Project Introduction The Naga Database

typescript - J.H. Hutton tour diary in the Naga Hills

caption: Assamese sub-assistant surgeon wants to stay at Wakching; opium ration reduction; Ang of Wanching deposed for incest, but Wanching unhappy about having a new Ang from Chi
medium: tours
location: Wakching Chi Wanching
date: 13.9.1934-15.9.1934
production:
person: Hutton/ J.H.
date: 9.9.1934-27.9.1934
acquirer:
person: Pitt Rivers Museum Archive, Oxford
refnum: Hutton Ms. Box 2
text: 13th, 14th, 15th - Halted Wakching. Many villages in here. Visited the hospital. Here I found what I have never known before. A Sub-Assistant Surgeon (he is a Assamese Muslim) who likes Wakching, is liked by the local people, can talk their language, and does NOT want a transfer. In fact when I asked him why he had not offered himself for examination in Konyak Naga, he said that he was afraid that if he did he would get transferred. Under the circumstances I should strongly recommend that be left where he is as long as possible.
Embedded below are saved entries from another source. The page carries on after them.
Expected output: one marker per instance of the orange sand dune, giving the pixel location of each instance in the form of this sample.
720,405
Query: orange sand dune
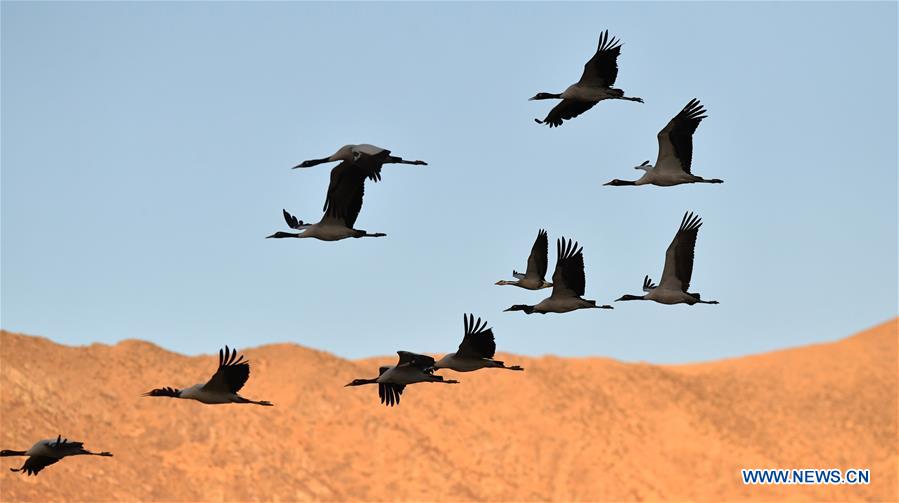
565,429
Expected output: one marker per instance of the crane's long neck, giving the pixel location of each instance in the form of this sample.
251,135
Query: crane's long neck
360,382
281,235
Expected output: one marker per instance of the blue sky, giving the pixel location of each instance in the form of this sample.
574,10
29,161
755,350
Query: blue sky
146,150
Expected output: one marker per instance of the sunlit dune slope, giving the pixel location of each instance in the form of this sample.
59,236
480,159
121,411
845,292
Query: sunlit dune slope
565,429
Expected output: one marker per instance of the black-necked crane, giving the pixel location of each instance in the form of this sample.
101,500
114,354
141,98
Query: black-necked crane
230,377
342,206
568,284
675,157
535,274
672,288
369,157
46,452
594,85
476,350
410,369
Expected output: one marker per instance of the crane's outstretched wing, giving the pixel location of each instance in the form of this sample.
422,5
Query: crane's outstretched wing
676,138
537,260
371,163
422,362
345,192
478,341
602,69
679,256
292,221
568,278
34,464
389,392
231,375
565,110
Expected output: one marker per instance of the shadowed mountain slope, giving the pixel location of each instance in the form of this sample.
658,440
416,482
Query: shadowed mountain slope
565,429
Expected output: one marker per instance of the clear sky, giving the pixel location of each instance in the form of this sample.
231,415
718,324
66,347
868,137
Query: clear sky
146,150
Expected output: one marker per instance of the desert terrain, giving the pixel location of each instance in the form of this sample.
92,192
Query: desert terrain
566,429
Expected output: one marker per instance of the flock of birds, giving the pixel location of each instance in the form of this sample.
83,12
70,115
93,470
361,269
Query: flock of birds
343,202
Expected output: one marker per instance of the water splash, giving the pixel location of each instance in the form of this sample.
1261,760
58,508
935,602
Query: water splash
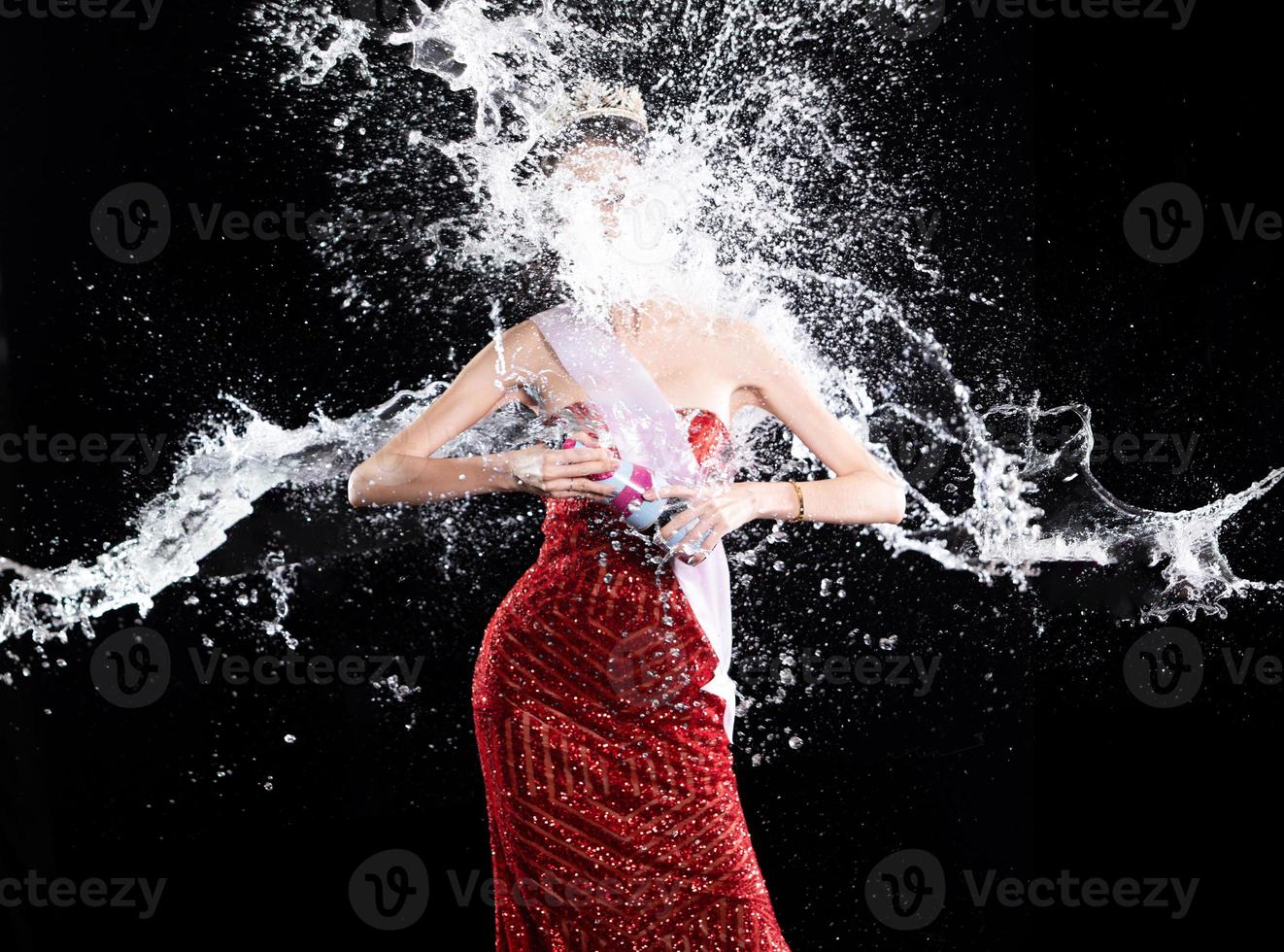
759,194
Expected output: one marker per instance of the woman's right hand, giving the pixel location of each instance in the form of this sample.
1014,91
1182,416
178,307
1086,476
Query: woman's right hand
562,473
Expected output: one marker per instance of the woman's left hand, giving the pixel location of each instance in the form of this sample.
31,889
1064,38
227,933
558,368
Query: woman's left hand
714,508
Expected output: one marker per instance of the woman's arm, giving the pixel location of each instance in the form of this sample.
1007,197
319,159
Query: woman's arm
405,470
860,493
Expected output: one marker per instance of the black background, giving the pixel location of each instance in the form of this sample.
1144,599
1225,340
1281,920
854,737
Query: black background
1030,757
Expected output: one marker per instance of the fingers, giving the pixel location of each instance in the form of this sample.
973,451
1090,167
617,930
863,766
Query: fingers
674,526
582,469
578,487
697,554
670,493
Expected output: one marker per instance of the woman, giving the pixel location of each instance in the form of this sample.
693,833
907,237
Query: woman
601,700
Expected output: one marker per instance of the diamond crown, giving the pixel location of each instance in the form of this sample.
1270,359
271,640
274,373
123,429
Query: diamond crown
594,98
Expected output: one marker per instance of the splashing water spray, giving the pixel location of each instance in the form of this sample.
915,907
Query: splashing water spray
746,207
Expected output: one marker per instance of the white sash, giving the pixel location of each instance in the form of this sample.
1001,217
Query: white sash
647,430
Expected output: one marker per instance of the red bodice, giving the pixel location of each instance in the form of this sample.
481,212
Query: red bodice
615,821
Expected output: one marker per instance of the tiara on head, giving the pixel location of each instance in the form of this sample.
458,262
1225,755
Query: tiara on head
593,98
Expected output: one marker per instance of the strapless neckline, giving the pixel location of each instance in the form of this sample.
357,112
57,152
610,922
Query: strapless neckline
698,410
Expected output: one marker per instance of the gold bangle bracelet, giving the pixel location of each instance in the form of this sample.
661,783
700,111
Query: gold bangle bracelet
801,505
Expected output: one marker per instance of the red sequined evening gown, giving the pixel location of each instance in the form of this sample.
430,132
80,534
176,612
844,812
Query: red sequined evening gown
615,821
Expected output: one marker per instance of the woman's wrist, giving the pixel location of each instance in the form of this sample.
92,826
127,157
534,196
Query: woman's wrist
498,473
776,500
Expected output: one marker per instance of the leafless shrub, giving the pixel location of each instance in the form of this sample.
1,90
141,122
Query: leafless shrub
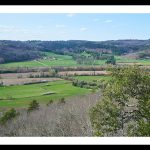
68,119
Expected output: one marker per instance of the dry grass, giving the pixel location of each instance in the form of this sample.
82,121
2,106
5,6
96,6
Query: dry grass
57,119
23,78
22,81
84,73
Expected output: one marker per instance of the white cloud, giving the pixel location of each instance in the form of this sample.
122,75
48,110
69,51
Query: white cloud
108,21
95,19
60,26
70,15
11,29
83,29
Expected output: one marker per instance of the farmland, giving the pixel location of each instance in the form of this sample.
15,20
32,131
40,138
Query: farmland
93,78
22,95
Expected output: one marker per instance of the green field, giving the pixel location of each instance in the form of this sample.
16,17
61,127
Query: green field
22,95
92,78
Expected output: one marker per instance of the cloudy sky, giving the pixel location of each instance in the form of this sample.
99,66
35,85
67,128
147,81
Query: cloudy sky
61,26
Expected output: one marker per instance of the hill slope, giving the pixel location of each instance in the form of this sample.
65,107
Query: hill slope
13,51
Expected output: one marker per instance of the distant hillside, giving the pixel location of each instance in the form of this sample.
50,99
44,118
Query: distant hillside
12,51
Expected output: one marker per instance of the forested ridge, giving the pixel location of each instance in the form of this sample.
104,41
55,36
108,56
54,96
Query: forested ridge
13,51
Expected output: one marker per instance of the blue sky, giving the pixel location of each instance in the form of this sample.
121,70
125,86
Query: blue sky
61,26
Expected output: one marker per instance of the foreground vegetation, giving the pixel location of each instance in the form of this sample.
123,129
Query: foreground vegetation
125,107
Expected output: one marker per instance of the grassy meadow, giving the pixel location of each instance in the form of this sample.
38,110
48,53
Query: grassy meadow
22,95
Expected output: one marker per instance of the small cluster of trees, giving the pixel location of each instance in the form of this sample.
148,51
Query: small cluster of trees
124,109
83,84
111,60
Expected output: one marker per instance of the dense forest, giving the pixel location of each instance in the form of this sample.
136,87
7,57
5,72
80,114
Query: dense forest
13,51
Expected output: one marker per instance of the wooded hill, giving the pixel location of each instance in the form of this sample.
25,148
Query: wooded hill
13,51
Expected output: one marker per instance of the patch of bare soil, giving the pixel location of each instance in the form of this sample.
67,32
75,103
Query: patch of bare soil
22,81
131,56
18,75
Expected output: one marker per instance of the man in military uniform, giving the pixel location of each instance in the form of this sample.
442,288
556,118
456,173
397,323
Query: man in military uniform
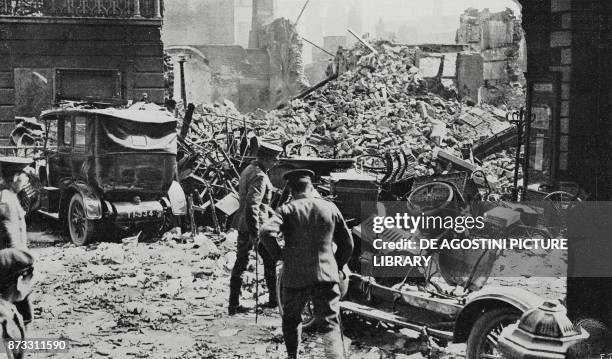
310,226
13,232
255,193
16,272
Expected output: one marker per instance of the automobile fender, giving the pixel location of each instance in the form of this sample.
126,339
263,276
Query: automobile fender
177,198
91,200
489,298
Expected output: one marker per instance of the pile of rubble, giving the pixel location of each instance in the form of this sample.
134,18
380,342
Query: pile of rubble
380,103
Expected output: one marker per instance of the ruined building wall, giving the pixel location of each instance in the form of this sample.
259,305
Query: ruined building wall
199,22
284,47
214,73
498,37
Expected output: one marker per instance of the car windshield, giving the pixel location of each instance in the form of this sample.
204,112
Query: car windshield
120,135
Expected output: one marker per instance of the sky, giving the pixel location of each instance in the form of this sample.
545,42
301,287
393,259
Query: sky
425,20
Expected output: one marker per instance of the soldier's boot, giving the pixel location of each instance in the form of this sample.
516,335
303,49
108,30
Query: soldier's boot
234,301
271,283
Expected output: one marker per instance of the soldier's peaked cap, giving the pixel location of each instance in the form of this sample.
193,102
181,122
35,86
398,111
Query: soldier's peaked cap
266,148
299,174
13,261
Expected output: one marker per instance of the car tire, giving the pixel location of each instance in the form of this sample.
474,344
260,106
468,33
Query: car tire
485,333
81,230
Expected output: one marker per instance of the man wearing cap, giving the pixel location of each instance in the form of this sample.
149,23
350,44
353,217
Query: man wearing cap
16,272
12,214
255,193
310,226
13,231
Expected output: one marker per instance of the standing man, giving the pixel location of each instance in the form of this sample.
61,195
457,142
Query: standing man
310,226
13,231
16,271
12,214
255,193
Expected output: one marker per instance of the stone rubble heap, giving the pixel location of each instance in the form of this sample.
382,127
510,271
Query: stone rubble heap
380,103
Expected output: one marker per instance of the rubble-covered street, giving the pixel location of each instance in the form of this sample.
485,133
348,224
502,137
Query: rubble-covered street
168,299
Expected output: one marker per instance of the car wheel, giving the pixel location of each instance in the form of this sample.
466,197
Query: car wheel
484,336
82,230
307,312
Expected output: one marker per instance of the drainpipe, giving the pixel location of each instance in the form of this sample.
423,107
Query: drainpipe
183,93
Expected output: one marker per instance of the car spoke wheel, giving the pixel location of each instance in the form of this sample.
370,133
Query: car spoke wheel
81,229
484,337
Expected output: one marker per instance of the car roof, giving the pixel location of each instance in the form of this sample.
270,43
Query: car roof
138,112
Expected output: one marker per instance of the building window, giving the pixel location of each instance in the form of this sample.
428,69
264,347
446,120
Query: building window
80,131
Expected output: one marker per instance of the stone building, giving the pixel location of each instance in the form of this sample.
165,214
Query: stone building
498,38
54,50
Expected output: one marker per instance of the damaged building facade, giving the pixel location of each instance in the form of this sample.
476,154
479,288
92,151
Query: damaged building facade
262,75
60,50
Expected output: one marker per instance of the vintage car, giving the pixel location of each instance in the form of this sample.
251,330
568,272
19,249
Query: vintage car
448,300
110,168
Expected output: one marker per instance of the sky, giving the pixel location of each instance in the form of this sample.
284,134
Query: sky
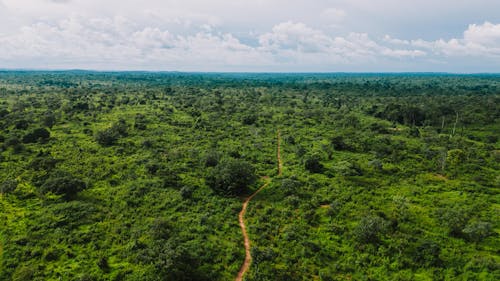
459,36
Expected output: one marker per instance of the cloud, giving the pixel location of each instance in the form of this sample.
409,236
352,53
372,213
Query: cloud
479,40
120,43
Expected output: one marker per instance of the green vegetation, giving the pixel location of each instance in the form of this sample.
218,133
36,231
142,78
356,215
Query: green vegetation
140,176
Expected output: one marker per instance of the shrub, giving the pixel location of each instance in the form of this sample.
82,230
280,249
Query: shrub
66,185
369,229
231,177
37,135
313,165
427,253
477,230
8,186
107,137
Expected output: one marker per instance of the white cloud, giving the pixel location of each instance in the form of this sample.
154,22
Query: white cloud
481,41
164,40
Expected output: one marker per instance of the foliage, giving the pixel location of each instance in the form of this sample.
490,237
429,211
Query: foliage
119,176
231,177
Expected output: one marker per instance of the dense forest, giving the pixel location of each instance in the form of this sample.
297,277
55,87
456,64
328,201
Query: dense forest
141,176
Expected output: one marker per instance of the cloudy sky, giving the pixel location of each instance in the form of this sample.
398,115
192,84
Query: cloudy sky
257,35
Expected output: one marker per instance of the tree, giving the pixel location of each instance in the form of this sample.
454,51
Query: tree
369,229
63,184
427,253
231,177
37,135
49,120
107,137
313,165
477,230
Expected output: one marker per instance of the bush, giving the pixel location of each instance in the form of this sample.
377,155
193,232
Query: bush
107,137
110,135
454,220
369,229
231,177
477,230
313,165
66,185
8,186
37,135
427,253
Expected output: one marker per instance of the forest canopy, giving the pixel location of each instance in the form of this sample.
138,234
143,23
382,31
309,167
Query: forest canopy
141,175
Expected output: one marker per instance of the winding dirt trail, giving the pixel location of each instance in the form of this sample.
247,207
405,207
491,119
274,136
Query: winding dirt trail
241,217
278,154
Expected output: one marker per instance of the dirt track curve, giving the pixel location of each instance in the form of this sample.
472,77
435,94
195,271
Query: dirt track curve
241,217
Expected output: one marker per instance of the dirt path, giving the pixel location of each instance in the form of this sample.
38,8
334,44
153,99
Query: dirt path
278,154
241,217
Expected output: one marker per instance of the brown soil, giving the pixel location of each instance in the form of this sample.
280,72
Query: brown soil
241,217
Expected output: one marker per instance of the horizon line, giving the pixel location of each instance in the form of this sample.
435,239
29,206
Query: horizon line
240,72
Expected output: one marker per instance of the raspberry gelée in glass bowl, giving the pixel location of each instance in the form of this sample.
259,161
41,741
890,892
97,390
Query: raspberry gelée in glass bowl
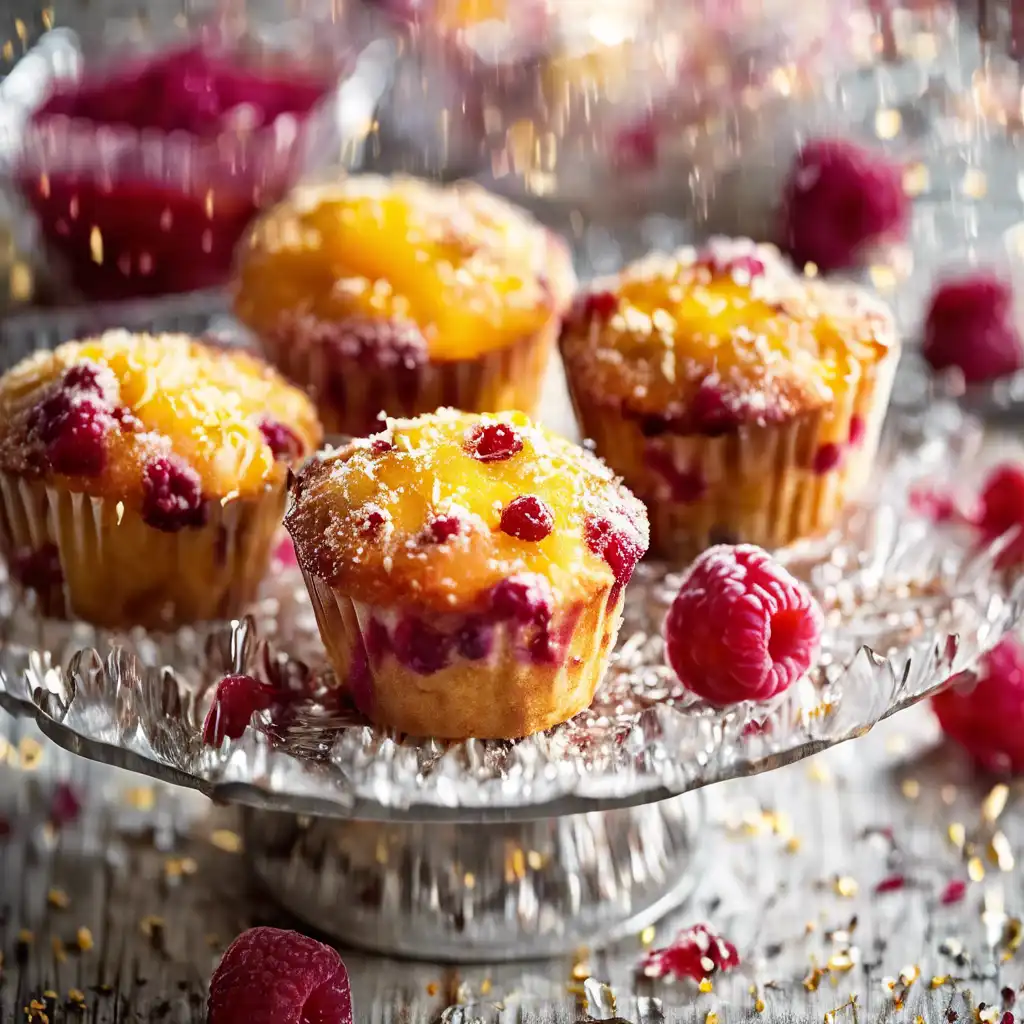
142,176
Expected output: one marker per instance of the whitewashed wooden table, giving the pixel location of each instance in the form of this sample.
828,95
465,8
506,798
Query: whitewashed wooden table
157,878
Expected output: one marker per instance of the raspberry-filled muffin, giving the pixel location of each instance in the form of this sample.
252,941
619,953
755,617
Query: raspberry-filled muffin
142,478
741,400
400,296
467,571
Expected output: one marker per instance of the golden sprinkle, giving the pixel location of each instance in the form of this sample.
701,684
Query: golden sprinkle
994,804
224,839
910,788
845,886
30,753
58,898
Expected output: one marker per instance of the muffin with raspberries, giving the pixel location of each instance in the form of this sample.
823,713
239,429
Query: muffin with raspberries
741,400
142,478
398,296
467,571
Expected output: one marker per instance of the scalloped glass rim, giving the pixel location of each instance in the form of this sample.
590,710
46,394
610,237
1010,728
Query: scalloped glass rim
889,581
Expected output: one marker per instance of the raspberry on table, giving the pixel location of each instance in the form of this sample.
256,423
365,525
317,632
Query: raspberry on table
172,495
493,441
235,701
527,518
987,718
741,628
1001,509
272,976
970,326
840,199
Generally speaking any S.A.S. sent here loathes the place, dislikes the people, and keeps up a constant request for transfer. Nagas hate it as much as plainsmen, as a rule.
text: I visited the opium shop also. The shop ration is being steadily reduced; last year cultivation of opium was reported across the frontier in the control area but it was stopped and none has been detected this year, though it is far from unlikely that it will be started again if the reduction of the opium ration is too drastic.
text: One case here had to be heard at great length. The Ang, i.e. the priest-chief of Wanching had recently to be deposed for incest with his sister, which rendered him ceremonially as well as morally unfit for his duties. He was the representative of a line of Angs imported from the transfrontier village of Chi when the original Wanching line failed. The first of the Chi line was closely connected by blood and marriage with the old Wanching line, but failed to maintain its purity - a real Ang must be of Ang blood on BOTH sides - and all its existing representatives in Wanching were of commoner stock on the mother's side, and the incestuous one was not the first to be ejected for unsatisfactory conduct. In view of past history Chi claimed the right to supply a new Ang to Wanching; Wanching on the other hand objected to a stranger from across the frontier from a village where the Ang's prerogative is very much higher and more abitrary than it has been in Wanching for the last two or three generations. Wanching therefore chose a descendant of their old line by a plebian mother, though there was definitely a party that considered that it would be more satisfactory to have a real Ang of pure Chi line than any Ang of debased lineage, such as experience had shown likely to end in trouble, "for a servant when he ruleth is confusion to the end." After hours of discussion I proposed as a compromise that the Chi Ang should be accepted subject to certain recorded restriction in the matter of his prerogative. As I wanted the people themselves to come to a decision I sent them off to sleep on this. Apparently it satisfied no one, as next day they agreed on appointing a fresh Ang from the adulterated Chi stock already domiciled in Wanching, thereby avoiding the danger of King stork, and mollifying in some degree the unhappiness of the Ang of Chi over the original choice of Wanching.